Mikael: This could mean in practice a metadata extension element which carries a URL which
resolves to a digitally signed document or a scanned paper with a handwritten signature, where 
the IdP/SP owner commits to certain rules.

GUI Recommendations

  1. The IDP MUST present the DisplayName and Logo of the SP, and SHOULD present the Description (this information can be obtained from Federation metadata; see SAML V2.0 Metadata Extensions for Login and Discovery User Interface Version 1.0) "(David: I would go for 'MUST present the description' - in stead of SHOULD)."
Mikael: Why logo is MUST? I understand logos are good for usability, but is it a must 
from privacy perspective? Or do we just want to enforce a good practice?
Nicole: How can we say must display when this information is available at all in the metadata as yet?  
What does the IdP do if the  information is absent? 

 

  1. The IDP MUST present the SP's PrivacyStatementURL. This is done even if all attributes are released based on NECESSITY.
  2. The Privacy and Data Protection Policy policy must be available at least in English and address the issues presented in Article 11 of the data protection directive:
    1. Identity of the controller and of his/her representative, if any
    2. Purposes of the processing
    3. Any further information such as;
      1. Categories of data concerned
      2. Recipients or categories of recipients
      3. Existence of the right of access to and the right to rectify the data concerning him/her
Mikael: In Finland, we have issued a template (in Finnish/English) for an SP's privacy policy:
http://www.csc.fi/hallinto/haka/ohjeet/palvelut-yllapitajille/tietosuojaseloste.html
Nicole: As above, how can you enforce presenting information that isn't currently available in the metadata?
  1. The IDP MUST present a list of the attributes defined as NECESSARY. No user consent is required before release. (However, given how web browsers work, the user may have to click a CONTINUE button in order to continue in the sequence.) (I don't actually think the "notify" one needs a button: so long as it's clear to the user that the consequence of their next action will be to release the attributes then that seems to satisfy the requirements of the Directive.
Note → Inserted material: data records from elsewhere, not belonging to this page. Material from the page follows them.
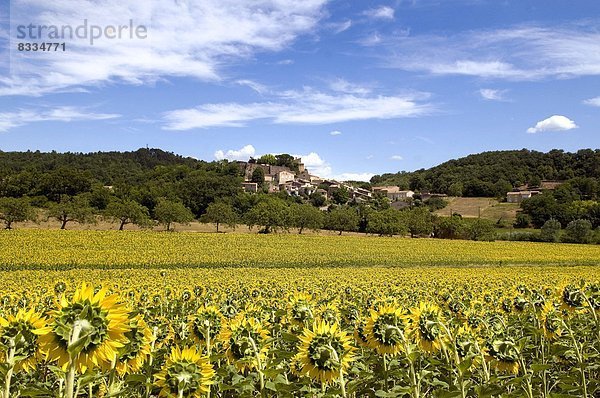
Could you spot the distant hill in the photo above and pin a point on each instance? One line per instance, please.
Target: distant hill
(108, 168)
(492, 174)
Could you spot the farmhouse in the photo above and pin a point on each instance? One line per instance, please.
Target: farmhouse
(518, 197)
(394, 193)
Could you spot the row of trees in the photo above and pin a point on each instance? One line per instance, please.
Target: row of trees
(492, 174)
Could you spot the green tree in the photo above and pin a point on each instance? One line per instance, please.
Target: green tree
(550, 231)
(305, 216)
(14, 210)
(168, 212)
(126, 211)
(317, 200)
(220, 213)
(419, 221)
(522, 221)
(342, 219)
(449, 227)
(386, 222)
(455, 189)
(340, 196)
(482, 230)
(70, 209)
(578, 231)
(270, 213)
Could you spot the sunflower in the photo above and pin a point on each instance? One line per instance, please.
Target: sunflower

So, for example, I'd see no problem in putting up a description of the attribute release on the same screen as the username/password entry boxes, making clear that *if* you login then this is what'll happen. NOTE -- the attribute values for the specific browser user are not available when the login screen is presented, since the user's identity is not yet known.))
  2. The IDP MUST present a list of the attributes in the REQUIRING CONSENT category. The user MUST be able to consent/block each individual attribute (and value?). We may come back to this in talking about attribute groups, where it really doesn't make functional sense to consent to only one of a set of attributes, but if the attributes are separate (e.g. suppose a site that asks for display name and date of birth, both on grounds of consent rather than necessity) then you have to be able to consent separately too. Saying "we can only address you by name if you tell us your birthday too" sounds to me like invalid consent to both :(
  3. The IDP should provide the ability to configure localised descriptions of the attributes (e.g. what PersistentID means)
  4. The IDP MUST remember which attributes' release the user has consented to (if consent is used), or been informed of (if NECESSITY is used). If an SP's attribute release policy changes, the user MUST be prompted again for INFORM and/or CONSENT.
  5. (major issue, creating confusion) There are sets of attributes that are very similar, sometimes overlapping. The best example of this is the set of attributes related to a person's name(s). An SP may request all of a person's name attributes, which will result in a cluttered and confusing attribute release GUI. (suggest some standards for handling these reaquests?) More information available in this posting from Scott.

Attribute Harmonization

  1. start with eduPerson
    1. In the eduGAIN policy work we discussed what to do with the inconsistent semantics of eduPersonAffiliation. This Doodle poll presents the alternatives and the preferred one: http://doodle.com/me2xgh4ctgrypbg7
    2. However, we concluded that the fastest way forward for eduGAIN is that we don't introduce a new attribute but use ePA and just declare some ePA values (staff, employee) unrealiable.
  2. is this a document where we want to make recommendations on persistentID vs ePTID vs ePPN? Or ePA vs ePSA?
  3. Need to identify specific attributes that are "standard"

SP Categorization

SP Categorization is a service provided by Federations. They review and examine member SPs, paying particular attention to their business processes and handling of received attribute values. They also evaluate the set of attributes requested by the SP, assigning them to the NECESSARY, REQUIRING CONSENT, and UNNEEDED categories. The goal is to reduce the effort that each individual IDP must make in deciding which attributes to release to each SP. IDPs might use the Federation's opinion as supporting evidence for their decisions about attribute release.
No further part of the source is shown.